Computing Reviews

Survey on combinatorial register allocation and instruction scheduling
Lozano R., Schulte C. ACM Computing Surveys52(3):1-50,2019.Type:Article
Date Reviewed: 01/26/21

Compilers use heuristic algorithms to quickly produce inexact solutions for register assignment (assigning values to central processing unit [CPU] registers) and instruction scheduling (ordering instructions for execution).

The survey presented in this paper describes work on combinatoric algorithms that provide exact solutions for register assignment and instruction scheduling tasks. The survey lays out the general success of combinatoric algorithms, and identifies where the solution techniques have been (or could be) broadened and strengthened.

The algorithm descriptions concentrate on the models used to represent the tasks and the techniques used to discover solutions. The three main techniques described are integer programming, constraint programming, and partitioned binary quadratic programming. The solutions are evaluated with respect to analytic bounds (static evaluation) and comparative execution results (dynamic evaluation). The paper emphasizes the important point that solutions are exact with respect to the model, and follows up by detailing the various models’ representational power.

The paper is self-contained, although greater comfort with the assumptions and motivations underlying the algorithms requires some familiarity with the issues involved in generating code for modern processor systems. Similarly, familiarity with combinatoric methods, heuristics, and branch-and-bound search would be helpful. The writing is mostly smooth, although there are some monumentally long paragraphs that may test the attention and memory of even careful readers. The bibliography is generous in both background and current references.

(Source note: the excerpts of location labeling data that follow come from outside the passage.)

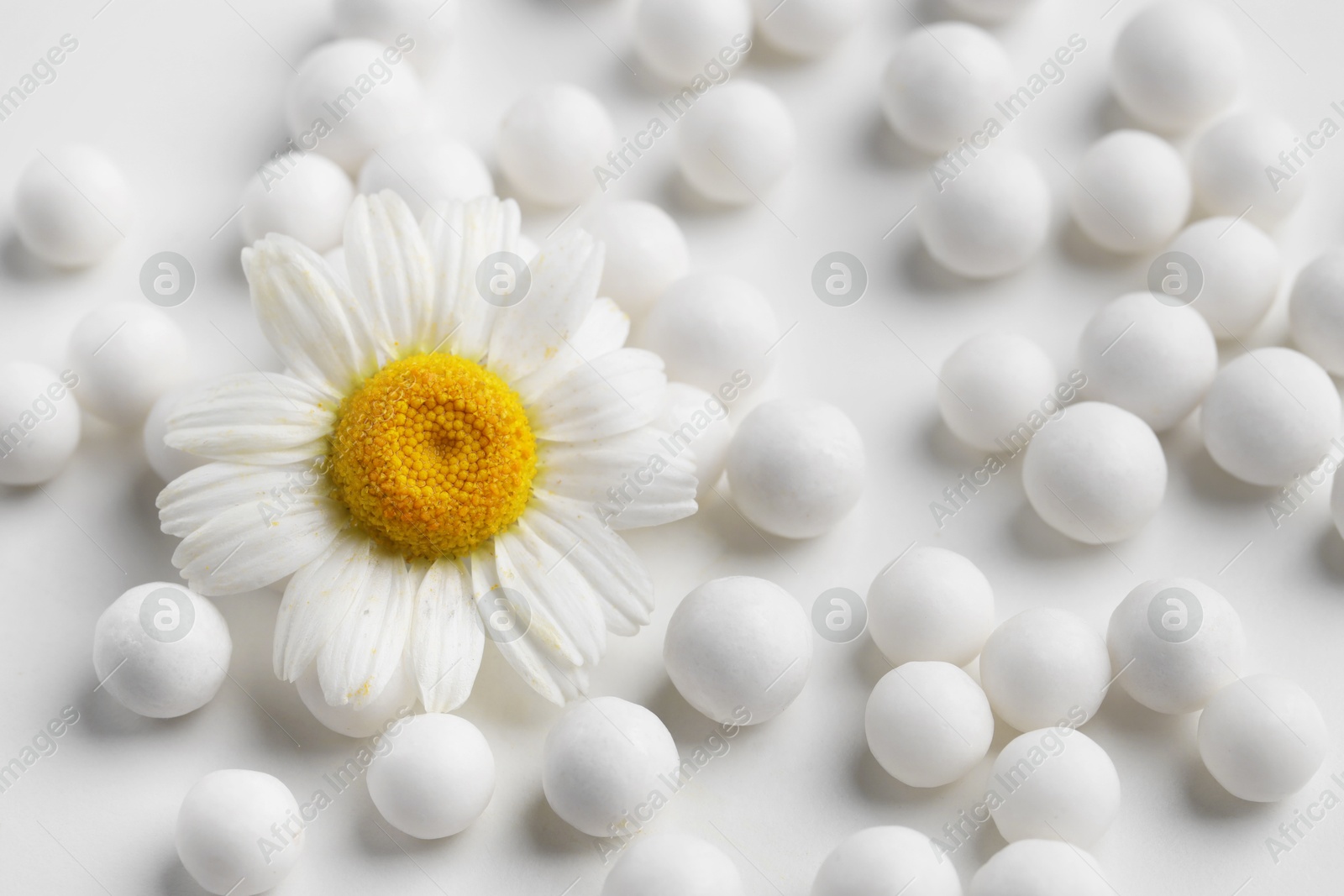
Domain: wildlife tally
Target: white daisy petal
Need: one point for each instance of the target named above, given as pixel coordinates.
(548, 673)
(635, 479)
(600, 555)
(257, 543)
(460, 239)
(390, 270)
(613, 394)
(564, 280)
(255, 418)
(316, 600)
(447, 637)
(363, 653)
(604, 331)
(309, 316)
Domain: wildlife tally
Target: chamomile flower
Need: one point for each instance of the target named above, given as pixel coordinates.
(430, 463)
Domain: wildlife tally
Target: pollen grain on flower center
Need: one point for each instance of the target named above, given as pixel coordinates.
(433, 456)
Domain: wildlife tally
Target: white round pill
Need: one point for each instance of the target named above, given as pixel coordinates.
(349, 97)
(808, 29)
(1173, 642)
(365, 715)
(1097, 474)
(712, 331)
(1263, 738)
(687, 39)
(645, 253)
(168, 463)
(699, 421)
(931, 604)
(1240, 269)
(239, 832)
(880, 862)
(429, 24)
(551, 140)
(1043, 668)
(1270, 416)
(601, 761)
(1039, 868)
(737, 143)
(427, 170)
(994, 385)
(40, 422)
(1316, 311)
(1176, 63)
(674, 864)
(127, 355)
(1152, 359)
(796, 466)
(991, 219)
(1129, 192)
(738, 649)
(71, 206)
(927, 723)
(302, 196)
(941, 83)
(161, 651)
(436, 779)
(1231, 168)
(1061, 786)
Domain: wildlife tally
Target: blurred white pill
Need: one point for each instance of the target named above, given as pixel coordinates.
(796, 466)
(39, 422)
(988, 221)
(302, 196)
(737, 143)
(942, 82)
(645, 253)
(711, 329)
(71, 206)
(1097, 474)
(425, 170)
(808, 29)
(601, 761)
(1178, 641)
(1316, 311)
(685, 39)
(931, 604)
(674, 864)
(1176, 65)
(1270, 416)
(1061, 786)
(353, 96)
(877, 862)
(1045, 668)
(161, 651)
(436, 778)
(1131, 191)
(927, 723)
(550, 141)
(1152, 359)
(127, 355)
(1039, 868)
(738, 649)
(1234, 164)
(992, 385)
(239, 832)
(1263, 738)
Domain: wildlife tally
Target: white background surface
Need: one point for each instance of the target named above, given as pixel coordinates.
(187, 98)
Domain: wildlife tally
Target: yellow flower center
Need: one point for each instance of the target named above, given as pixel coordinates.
(433, 456)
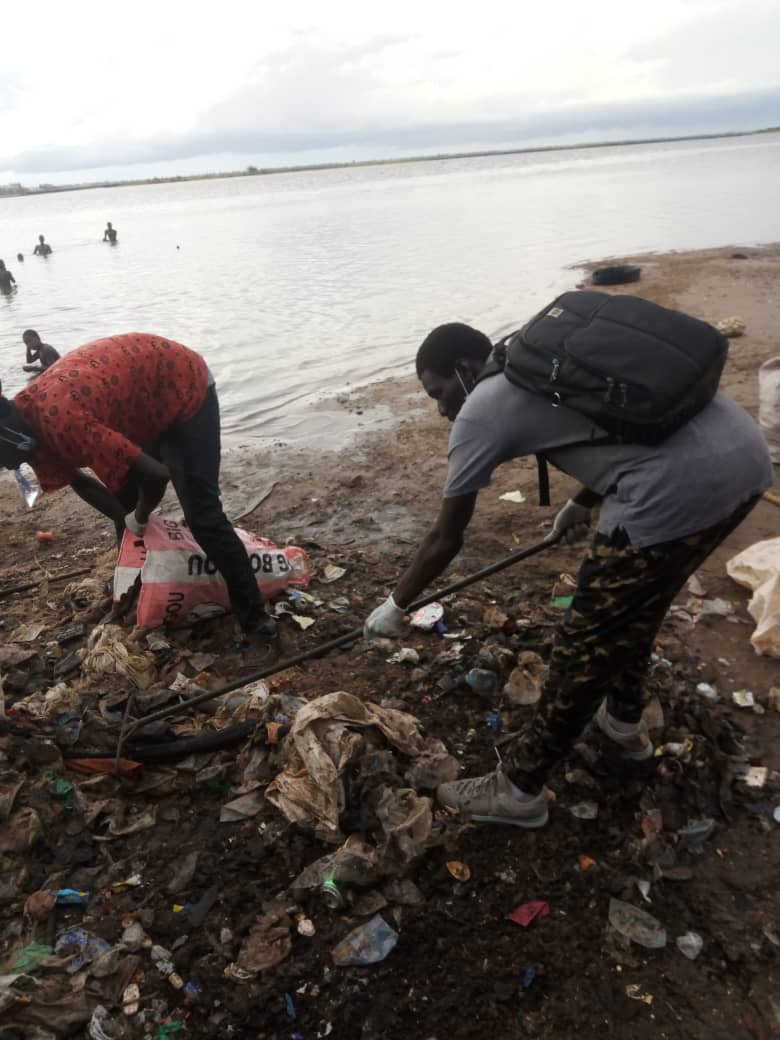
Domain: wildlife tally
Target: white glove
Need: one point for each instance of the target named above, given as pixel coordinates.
(571, 523)
(132, 525)
(387, 620)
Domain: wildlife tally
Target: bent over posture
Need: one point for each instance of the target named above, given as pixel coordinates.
(664, 510)
(138, 410)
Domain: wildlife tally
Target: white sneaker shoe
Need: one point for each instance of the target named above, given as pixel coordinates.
(634, 744)
(490, 800)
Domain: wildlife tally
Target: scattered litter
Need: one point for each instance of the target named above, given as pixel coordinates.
(754, 776)
(696, 588)
(696, 832)
(407, 655)
(367, 944)
(637, 993)
(427, 617)
(585, 810)
(483, 682)
(302, 621)
(758, 569)
(744, 698)
(267, 944)
(707, 692)
(461, 872)
(690, 943)
(525, 681)
(528, 912)
(637, 925)
(241, 808)
(331, 573)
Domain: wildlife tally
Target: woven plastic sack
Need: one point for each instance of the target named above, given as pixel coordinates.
(179, 581)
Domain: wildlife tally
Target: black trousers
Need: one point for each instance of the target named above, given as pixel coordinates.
(191, 452)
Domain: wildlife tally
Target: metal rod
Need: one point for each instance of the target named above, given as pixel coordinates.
(325, 648)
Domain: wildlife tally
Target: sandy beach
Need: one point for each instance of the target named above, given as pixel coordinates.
(459, 965)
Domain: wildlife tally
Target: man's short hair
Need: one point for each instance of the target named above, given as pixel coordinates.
(449, 343)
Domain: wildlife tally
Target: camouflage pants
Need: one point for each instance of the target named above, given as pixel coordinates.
(603, 644)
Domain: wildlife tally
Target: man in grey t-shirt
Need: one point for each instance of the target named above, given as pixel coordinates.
(664, 510)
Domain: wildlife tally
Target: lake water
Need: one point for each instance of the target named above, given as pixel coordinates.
(296, 285)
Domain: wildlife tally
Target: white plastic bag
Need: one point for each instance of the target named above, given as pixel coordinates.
(758, 569)
(769, 406)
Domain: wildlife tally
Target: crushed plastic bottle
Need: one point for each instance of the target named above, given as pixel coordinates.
(483, 682)
(637, 925)
(690, 944)
(367, 944)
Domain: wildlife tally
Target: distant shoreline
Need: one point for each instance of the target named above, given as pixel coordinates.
(18, 190)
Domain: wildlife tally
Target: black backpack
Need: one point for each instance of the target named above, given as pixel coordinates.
(639, 370)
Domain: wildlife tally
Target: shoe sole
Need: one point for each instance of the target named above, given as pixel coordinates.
(525, 824)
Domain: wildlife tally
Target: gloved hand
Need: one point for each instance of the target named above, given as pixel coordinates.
(387, 620)
(132, 525)
(571, 523)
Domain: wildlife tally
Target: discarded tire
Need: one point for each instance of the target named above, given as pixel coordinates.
(616, 276)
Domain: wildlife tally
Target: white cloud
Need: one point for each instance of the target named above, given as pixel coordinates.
(88, 84)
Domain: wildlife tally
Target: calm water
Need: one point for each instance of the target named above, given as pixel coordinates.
(295, 285)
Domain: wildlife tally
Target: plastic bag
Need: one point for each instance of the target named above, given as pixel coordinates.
(758, 569)
(28, 486)
(769, 407)
(178, 580)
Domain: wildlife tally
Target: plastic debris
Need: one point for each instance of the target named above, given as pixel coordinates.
(690, 944)
(637, 925)
(461, 872)
(525, 681)
(483, 682)
(427, 617)
(528, 912)
(28, 960)
(407, 655)
(40, 904)
(744, 699)
(72, 898)
(696, 832)
(267, 944)
(635, 993)
(131, 999)
(707, 692)
(241, 808)
(494, 722)
(585, 810)
(367, 944)
(99, 1020)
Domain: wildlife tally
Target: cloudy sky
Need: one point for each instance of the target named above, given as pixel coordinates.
(94, 89)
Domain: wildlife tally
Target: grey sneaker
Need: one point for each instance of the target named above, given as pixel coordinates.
(634, 745)
(489, 800)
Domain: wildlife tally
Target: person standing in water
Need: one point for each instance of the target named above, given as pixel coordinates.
(40, 356)
(7, 282)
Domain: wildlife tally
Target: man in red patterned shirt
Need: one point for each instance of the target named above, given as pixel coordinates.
(138, 411)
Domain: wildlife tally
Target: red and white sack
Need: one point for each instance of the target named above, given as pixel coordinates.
(769, 406)
(178, 580)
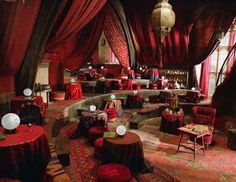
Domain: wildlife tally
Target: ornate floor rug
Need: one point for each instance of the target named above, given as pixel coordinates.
(83, 165)
(218, 163)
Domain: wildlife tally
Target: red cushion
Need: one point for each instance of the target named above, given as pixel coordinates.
(113, 173)
(111, 113)
(98, 143)
(96, 130)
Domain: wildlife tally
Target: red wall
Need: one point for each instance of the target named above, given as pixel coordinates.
(7, 83)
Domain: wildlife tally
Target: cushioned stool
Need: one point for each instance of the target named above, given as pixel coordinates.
(119, 86)
(136, 86)
(111, 113)
(232, 139)
(57, 96)
(153, 98)
(113, 173)
(95, 133)
(153, 86)
(98, 144)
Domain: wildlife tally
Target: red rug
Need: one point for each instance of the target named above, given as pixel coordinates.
(83, 165)
(218, 164)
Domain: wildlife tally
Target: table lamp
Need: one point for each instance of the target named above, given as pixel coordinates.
(10, 122)
(27, 93)
(92, 108)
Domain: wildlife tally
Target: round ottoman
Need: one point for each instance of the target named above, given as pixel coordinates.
(113, 173)
(232, 139)
(95, 133)
(111, 114)
(98, 144)
(136, 86)
(119, 86)
(57, 96)
(153, 86)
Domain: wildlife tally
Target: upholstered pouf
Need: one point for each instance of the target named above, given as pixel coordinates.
(153, 98)
(153, 86)
(98, 144)
(119, 86)
(232, 139)
(113, 173)
(95, 133)
(57, 96)
(111, 114)
(136, 86)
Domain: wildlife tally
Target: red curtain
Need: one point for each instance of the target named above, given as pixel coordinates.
(214, 19)
(76, 39)
(138, 15)
(232, 41)
(116, 36)
(16, 24)
(205, 76)
(80, 13)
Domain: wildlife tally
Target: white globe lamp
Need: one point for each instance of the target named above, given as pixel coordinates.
(10, 122)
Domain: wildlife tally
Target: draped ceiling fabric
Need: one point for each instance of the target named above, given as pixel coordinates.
(214, 19)
(116, 36)
(138, 15)
(17, 22)
(80, 13)
(76, 39)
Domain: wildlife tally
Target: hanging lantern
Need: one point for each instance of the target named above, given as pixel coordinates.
(163, 18)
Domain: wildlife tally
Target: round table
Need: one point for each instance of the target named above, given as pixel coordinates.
(25, 154)
(170, 122)
(73, 91)
(134, 101)
(89, 120)
(125, 150)
(18, 101)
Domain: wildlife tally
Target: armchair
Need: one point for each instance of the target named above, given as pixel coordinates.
(205, 116)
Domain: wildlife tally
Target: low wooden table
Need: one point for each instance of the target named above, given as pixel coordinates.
(192, 145)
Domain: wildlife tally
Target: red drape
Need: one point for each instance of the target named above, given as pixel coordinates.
(214, 19)
(116, 36)
(138, 15)
(17, 22)
(205, 76)
(76, 39)
(80, 13)
(232, 41)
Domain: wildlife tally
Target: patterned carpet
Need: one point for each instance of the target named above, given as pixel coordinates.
(84, 165)
(218, 164)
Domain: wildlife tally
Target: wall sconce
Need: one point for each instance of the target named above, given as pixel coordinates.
(163, 18)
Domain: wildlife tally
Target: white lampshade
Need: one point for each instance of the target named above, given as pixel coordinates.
(113, 97)
(27, 92)
(92, 108)
(121, 130)
(10, 121)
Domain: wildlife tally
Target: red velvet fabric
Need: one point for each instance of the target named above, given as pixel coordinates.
(80, 13)
(205, 76)
(16, 25)
(113, 173)
(206, 116)
(18, 101)
(24, 152)
(216, 18)
(73, 91)
(138, 16)
(116, 36)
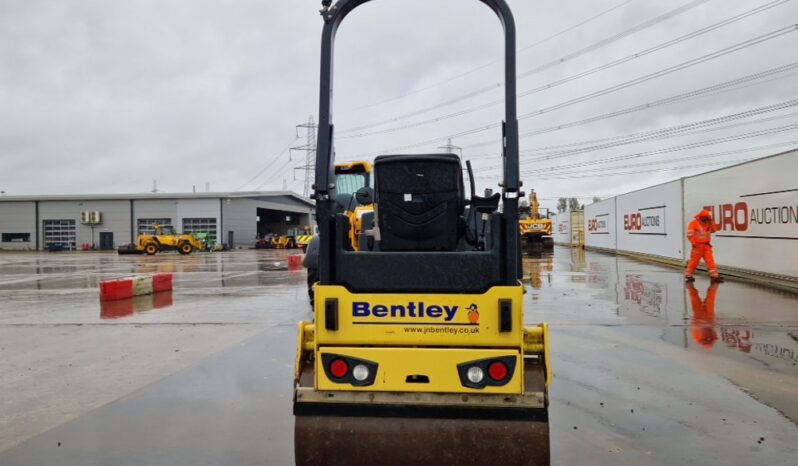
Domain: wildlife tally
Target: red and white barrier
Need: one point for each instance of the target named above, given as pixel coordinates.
(123, 288)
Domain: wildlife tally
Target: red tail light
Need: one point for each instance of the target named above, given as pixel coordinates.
(497, 371)
(339, 368)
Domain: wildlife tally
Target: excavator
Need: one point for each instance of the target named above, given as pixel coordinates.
(536, 230)
(418, 352)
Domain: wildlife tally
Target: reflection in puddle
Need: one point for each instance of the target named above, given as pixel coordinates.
(702, 324)
(127, 307)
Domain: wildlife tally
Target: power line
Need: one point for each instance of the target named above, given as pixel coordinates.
(680, 159)
(559, 82)
(678, 130)
(687, 129)
(639, 80)
(709, 90)
(656, 170)
(733, 85)
(486, 65)
(637, 155)
(268, 164)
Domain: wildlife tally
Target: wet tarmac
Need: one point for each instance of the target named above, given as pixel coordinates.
(646, 370)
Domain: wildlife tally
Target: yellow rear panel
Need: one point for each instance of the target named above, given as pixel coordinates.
(452, 320)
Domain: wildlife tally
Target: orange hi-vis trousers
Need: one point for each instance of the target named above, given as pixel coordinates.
(701, 251)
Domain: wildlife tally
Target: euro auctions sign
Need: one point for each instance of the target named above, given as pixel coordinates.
(645, 221)
(759, 215)
(598, 225)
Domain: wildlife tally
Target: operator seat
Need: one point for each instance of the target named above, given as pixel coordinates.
(419, 202)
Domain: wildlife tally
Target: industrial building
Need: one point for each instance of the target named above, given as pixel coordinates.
(236, 219)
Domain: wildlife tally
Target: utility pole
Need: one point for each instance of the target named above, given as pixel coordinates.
(449, 148)
(310, 153)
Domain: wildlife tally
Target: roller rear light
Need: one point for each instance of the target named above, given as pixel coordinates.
(347, 370)
(499, 372)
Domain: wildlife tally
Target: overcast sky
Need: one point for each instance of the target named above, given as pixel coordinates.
(101, 96)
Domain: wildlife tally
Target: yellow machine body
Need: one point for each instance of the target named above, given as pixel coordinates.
(412, 337)
(165, 238)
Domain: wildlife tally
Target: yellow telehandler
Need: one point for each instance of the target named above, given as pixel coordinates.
(535, 229)
(418, 353)
(164, 238)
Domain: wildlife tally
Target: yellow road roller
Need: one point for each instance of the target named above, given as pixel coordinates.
(418, 353)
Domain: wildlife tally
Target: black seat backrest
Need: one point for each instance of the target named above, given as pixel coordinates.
(419, 202)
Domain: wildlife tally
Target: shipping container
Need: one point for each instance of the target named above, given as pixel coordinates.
(756, 205)
(577, 228)
(649, 222)
(600, 226)
(562, 229)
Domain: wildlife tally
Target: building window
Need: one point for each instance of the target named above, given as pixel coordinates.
(201, 225)
(16, 238)
(59, 232)
(146, 226)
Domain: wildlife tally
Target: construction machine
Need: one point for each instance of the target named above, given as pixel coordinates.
(353, 182)
(163, 238)
(535, 229)
(418, 353)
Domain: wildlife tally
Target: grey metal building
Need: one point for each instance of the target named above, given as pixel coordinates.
(107, 221)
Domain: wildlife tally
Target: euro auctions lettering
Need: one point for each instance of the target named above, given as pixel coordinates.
(646, 221)
(741, 216)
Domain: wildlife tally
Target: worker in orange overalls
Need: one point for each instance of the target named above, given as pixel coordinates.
(699, 233)
(702, 326)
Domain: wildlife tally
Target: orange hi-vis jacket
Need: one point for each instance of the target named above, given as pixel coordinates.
(699, 232)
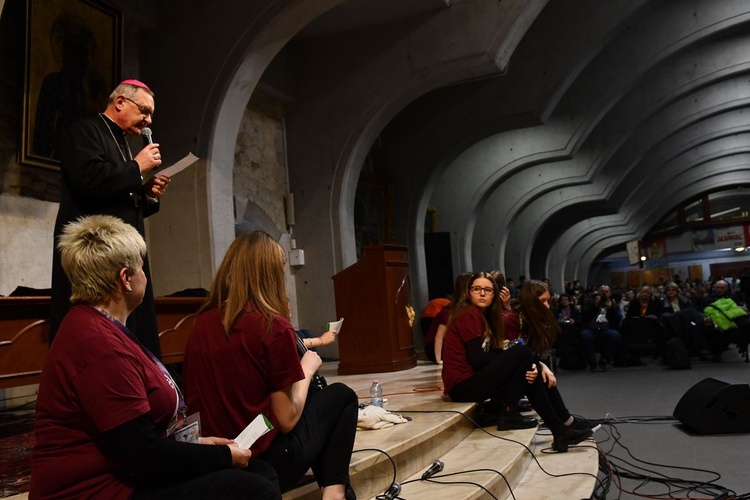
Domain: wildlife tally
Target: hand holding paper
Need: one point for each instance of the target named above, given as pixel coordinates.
(179, 166)
(336, 325)
(259, 426)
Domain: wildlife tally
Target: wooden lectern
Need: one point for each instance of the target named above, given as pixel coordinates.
(373, 297)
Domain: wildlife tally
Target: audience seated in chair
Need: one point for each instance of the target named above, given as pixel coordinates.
(680, 319)
(727, 322)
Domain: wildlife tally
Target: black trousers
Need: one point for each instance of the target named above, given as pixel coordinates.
(548, 403)
(322, 439)
(503, 379)
(230, 484)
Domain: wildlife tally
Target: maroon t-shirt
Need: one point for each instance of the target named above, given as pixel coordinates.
(230, 380)
(512, 323)
(469, 324)
(441, 318)
(95, 379)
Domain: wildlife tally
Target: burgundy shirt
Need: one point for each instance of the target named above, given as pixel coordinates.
(95, 379)
(230, 380)
(469, 324)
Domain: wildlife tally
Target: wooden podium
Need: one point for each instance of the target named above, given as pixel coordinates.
(373, 297)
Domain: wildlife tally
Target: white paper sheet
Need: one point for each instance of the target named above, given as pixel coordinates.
(177, 167)
(336, 325)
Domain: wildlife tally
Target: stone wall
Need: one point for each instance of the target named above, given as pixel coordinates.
(259, 159)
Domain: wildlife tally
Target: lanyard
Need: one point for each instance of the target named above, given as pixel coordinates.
(181, 408)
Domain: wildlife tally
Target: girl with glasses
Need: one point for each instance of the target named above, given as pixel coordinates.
(479, 364)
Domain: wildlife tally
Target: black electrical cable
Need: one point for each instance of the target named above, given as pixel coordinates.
(457, 473)
(610, 468)
(533, 456)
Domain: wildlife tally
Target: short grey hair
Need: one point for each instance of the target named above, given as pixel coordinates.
(94, 249)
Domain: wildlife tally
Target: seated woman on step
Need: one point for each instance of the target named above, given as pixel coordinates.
(242, 360)
(535, 323)
(478, 365)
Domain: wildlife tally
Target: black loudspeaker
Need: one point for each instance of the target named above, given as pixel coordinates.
(715, 406)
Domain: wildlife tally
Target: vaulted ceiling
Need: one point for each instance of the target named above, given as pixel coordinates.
(609, 114)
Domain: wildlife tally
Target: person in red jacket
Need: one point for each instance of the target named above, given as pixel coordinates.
(480, 364)
(106, 404)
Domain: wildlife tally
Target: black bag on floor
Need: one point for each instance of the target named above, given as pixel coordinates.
(678, 357)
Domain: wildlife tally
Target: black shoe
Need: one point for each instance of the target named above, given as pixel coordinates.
(524, 405)
(511, 419)
(580, 423)
(349, 493)
(568, 437)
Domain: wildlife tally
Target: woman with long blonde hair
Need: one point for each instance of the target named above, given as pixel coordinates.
(242, 360)
(536, 324)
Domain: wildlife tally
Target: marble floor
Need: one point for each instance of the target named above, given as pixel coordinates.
(637, 403)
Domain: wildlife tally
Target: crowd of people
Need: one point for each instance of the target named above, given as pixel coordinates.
(700, 319)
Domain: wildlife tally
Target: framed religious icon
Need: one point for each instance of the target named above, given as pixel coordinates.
(73, 57)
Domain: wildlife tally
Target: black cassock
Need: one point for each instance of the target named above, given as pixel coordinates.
(100, 178)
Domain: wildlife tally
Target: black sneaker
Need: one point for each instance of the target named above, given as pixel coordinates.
(568, 437)
(581, 423)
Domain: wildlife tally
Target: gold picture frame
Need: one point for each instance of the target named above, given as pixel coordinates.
(73, 60)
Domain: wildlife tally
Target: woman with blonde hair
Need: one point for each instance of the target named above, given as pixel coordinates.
(536, 324)
(242, 360)
(106, 403)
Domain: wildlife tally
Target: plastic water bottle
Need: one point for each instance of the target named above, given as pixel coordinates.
(376, 394)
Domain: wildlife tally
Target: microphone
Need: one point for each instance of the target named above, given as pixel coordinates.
(393, 491)
(436, 467)
(146, 133)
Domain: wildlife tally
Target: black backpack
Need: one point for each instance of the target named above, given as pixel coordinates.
(678, 357)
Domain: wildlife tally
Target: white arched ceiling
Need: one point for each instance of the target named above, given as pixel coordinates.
(649, 80)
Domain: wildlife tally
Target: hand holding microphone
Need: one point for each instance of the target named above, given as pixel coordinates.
(437, 466)
(149, 157)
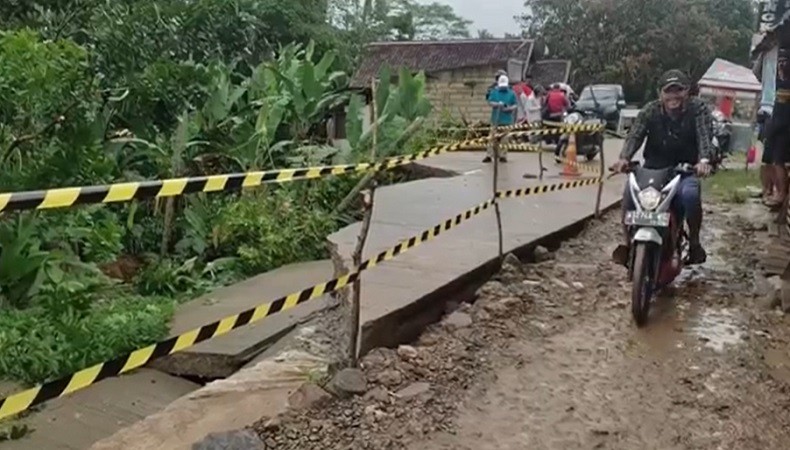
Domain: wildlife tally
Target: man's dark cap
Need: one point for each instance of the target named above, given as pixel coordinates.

Researchers in the field will be interested in what other areas of the field are doing. Theoreticians will be interested in the practical application of intractable algorithms, particularly with respect to the interplay between exact and heuristic approaches. Practitioners may find it difficult to be interested in exact solutions at the cost of so much execution time. Nevertheless, there is value in learning of such solution techniques.